The book contains other useful articles on subjects as varied as new trends in recruitment to the Sri Lanka Administrative Service (an eye opener in the context of present popularly held views about this service), social science research in family planning, providing useful insights for policy making and programme designing and the sociology of radio and television broadcasting in Sri Lanka (containing, inter alia, a first hand account of the political, financial and technical issues that were involved in the introduction of television in Sri Lanka).

Lastly, the author, being a good Sri Lankan, has performed his guru upahaara (veneration of the teacher) by devoting his final chapter to pay tribute to his old teacher at the University of Ceylon (now Peradeniya), the Late Ralph Pieris – the man who “loved an argument, never stifled dissent and stood for individuality and freedom”

The author deserves to be congratulated for revising several social science conclusions regarding recent events in the country. This will help in providing a more rounded view of our recent history than now available through the works of other social scientists.

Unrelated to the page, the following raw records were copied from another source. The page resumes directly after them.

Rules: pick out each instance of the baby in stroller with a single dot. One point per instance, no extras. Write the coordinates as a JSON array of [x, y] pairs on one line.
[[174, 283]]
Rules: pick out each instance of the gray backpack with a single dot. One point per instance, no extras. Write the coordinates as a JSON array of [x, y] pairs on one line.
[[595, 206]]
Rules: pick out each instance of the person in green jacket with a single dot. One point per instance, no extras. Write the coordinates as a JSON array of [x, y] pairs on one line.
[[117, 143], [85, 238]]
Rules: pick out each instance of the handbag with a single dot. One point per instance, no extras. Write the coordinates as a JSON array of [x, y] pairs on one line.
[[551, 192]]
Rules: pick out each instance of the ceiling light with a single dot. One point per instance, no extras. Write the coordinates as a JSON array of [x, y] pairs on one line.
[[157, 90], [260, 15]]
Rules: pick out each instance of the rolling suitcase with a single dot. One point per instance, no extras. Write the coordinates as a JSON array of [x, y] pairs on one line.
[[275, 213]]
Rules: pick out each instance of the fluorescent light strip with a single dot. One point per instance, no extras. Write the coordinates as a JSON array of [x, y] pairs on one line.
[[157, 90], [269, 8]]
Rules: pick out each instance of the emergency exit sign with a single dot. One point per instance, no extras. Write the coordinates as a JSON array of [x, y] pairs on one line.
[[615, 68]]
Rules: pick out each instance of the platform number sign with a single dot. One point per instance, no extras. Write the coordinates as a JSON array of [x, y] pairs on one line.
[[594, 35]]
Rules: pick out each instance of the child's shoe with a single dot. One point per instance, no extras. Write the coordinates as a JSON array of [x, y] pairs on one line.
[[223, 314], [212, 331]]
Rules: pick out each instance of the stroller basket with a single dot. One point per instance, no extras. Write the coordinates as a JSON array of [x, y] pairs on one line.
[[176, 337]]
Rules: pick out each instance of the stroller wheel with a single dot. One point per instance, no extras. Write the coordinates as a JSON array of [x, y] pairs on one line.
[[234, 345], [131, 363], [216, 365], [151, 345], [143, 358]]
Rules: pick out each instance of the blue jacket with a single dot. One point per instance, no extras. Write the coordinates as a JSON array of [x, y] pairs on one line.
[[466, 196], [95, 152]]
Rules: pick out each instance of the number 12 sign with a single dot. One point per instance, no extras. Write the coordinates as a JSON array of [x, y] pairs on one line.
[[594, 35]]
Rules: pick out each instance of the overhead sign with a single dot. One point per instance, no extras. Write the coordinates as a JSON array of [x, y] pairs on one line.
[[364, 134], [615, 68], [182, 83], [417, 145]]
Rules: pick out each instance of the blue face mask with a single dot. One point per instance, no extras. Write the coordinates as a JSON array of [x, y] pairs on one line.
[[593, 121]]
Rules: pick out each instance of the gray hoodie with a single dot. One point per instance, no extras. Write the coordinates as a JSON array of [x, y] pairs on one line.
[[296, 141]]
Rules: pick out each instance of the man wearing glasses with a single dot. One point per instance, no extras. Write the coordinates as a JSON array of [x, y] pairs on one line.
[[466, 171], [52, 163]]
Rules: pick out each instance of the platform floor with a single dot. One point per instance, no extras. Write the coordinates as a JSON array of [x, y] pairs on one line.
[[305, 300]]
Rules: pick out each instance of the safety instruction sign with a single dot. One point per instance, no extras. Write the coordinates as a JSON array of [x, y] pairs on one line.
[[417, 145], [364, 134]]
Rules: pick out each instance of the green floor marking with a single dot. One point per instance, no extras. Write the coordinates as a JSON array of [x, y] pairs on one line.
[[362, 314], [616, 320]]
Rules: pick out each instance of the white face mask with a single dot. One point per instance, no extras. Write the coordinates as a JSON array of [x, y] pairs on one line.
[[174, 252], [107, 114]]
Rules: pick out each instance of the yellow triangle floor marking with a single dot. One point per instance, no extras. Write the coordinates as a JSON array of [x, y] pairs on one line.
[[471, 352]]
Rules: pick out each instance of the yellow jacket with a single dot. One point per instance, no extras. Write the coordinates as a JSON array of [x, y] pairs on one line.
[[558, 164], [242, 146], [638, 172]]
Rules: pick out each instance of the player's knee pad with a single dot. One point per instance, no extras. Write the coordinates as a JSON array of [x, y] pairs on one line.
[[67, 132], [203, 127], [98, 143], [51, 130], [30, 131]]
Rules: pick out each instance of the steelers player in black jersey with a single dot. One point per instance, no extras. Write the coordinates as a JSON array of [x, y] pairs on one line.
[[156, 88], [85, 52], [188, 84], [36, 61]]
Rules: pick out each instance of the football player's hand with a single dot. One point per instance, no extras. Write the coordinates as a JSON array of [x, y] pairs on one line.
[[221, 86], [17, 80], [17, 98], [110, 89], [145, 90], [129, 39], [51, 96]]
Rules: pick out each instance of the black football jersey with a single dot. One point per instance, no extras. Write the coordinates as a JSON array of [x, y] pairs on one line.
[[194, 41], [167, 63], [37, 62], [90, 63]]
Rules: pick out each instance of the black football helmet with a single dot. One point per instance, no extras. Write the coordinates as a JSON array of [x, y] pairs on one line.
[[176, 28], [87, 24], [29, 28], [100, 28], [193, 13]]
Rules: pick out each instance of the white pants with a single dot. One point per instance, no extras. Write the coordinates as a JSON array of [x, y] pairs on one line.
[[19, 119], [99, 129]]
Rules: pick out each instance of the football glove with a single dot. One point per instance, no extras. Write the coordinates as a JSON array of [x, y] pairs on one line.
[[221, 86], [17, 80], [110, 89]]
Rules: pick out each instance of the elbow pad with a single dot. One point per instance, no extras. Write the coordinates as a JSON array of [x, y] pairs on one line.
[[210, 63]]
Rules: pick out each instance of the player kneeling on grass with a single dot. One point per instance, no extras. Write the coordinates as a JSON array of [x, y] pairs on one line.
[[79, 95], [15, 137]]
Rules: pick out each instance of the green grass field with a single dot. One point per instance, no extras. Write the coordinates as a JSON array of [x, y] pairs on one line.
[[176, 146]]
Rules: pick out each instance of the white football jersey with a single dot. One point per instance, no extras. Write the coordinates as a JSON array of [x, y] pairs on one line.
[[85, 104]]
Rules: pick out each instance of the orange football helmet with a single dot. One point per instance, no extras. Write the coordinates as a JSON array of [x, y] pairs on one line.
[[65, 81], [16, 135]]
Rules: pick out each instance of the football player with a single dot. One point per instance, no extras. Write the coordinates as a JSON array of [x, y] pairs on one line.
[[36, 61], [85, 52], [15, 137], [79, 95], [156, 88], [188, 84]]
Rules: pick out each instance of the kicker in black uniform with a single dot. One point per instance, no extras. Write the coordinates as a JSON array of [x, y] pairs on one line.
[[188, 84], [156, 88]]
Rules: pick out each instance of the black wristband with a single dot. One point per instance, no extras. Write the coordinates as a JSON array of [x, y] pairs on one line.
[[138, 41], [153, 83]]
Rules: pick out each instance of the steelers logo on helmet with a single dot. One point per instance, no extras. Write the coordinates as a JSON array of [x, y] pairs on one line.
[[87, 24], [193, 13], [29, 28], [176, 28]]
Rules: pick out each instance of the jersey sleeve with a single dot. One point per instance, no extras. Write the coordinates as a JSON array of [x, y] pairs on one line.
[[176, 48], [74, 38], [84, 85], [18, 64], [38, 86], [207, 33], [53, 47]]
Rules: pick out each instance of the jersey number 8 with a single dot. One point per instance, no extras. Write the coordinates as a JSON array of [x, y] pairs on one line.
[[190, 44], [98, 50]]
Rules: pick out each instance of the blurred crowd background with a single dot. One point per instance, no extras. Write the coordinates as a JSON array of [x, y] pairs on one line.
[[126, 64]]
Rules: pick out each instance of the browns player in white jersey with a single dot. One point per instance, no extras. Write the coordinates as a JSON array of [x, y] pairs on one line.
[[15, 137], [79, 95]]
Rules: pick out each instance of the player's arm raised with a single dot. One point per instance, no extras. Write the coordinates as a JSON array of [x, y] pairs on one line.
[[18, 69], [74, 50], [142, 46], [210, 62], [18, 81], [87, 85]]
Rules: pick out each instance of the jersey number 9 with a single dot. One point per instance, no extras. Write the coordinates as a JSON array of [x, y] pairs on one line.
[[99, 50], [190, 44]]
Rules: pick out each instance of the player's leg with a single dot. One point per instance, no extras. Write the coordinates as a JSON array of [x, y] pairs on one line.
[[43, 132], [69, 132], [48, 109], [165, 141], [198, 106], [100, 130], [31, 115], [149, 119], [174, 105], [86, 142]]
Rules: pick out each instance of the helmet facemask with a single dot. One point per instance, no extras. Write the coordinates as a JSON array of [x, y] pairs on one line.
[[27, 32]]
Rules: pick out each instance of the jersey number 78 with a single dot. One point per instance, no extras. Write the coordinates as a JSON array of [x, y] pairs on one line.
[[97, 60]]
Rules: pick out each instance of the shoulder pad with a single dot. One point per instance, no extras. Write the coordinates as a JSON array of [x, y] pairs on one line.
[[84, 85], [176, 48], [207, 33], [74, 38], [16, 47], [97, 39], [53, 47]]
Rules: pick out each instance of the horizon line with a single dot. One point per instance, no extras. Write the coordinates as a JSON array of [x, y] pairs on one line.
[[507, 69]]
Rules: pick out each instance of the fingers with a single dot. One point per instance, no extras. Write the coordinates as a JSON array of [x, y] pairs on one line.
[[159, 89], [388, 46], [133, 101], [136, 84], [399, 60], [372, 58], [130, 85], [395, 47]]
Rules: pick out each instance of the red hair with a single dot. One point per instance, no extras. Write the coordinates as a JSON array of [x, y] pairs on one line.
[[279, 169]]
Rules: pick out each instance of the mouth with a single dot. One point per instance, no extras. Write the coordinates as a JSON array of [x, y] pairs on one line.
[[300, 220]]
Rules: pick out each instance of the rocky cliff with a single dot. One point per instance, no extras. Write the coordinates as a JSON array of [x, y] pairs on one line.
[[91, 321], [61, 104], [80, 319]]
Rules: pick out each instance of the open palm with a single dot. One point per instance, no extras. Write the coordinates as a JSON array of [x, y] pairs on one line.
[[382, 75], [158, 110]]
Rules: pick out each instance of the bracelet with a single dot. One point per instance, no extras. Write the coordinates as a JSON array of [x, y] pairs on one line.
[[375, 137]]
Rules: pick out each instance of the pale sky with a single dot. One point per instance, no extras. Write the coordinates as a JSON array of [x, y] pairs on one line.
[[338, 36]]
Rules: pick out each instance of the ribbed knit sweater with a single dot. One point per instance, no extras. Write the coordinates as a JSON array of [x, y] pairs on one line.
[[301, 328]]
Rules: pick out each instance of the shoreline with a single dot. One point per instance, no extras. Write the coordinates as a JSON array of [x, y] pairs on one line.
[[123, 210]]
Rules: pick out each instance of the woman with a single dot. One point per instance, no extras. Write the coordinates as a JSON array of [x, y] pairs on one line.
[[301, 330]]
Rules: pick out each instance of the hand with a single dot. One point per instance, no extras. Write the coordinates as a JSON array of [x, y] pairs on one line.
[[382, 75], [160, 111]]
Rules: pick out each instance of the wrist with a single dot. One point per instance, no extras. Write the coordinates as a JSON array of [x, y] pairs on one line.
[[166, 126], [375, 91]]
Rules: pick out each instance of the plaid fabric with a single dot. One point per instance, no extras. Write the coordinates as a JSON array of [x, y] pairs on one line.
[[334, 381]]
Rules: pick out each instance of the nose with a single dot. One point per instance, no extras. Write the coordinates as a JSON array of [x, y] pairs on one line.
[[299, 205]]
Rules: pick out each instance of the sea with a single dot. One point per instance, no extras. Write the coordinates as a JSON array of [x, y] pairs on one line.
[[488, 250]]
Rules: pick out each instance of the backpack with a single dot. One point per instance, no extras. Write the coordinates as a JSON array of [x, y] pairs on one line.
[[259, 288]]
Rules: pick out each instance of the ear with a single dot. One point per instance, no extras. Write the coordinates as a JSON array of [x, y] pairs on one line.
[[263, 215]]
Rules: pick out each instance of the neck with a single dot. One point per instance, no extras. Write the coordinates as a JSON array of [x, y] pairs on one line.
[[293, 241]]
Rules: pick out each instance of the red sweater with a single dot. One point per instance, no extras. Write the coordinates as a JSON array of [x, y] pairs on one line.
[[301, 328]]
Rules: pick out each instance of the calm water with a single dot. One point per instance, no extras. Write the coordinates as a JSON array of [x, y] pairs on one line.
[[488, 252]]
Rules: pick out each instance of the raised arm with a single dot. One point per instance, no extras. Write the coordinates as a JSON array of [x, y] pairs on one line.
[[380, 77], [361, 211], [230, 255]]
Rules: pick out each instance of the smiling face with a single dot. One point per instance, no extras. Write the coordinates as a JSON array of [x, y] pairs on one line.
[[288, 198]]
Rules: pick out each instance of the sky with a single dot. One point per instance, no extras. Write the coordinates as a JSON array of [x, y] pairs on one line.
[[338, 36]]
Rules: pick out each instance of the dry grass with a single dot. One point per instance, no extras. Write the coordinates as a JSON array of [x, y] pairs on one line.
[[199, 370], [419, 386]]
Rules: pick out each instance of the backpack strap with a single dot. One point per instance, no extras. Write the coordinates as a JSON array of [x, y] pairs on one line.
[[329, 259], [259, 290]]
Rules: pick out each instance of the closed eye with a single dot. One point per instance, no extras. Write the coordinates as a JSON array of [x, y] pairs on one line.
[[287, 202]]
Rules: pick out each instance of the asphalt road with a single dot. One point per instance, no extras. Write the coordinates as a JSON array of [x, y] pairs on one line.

As Professor H.L. Seneviratne, says “Within this broad canvas, Amunugama provides the reader with a rich body of data that reveals an unparalleled intimacy with the contemporary social and cultural processes of the island. While the topics dealt with are familiar from numerous studies of these subjects by professional scholars as well and other observers, the unique perspective of the book derives from the author’s wide experience well beyond the narrowly academic, and consisting of the perceptions of a senior administrator and a “participant observer” of the second wave of colonisation schemes; a former media specialist of the UNESCO; and outstanding scholar with a PhD completed under the guidance of the distinguished French anthropologist Louis Dumont; a poet and literary critic, and a political activist who was to become one of the country’s leading politicians.”

As always Amunugama’s writing is simple, lucid and a pleasure to read. “Dreams of Change” is a worthy successor to his award winning book on Anagarika Dharmapala, entitled “The Lion’s Roar”.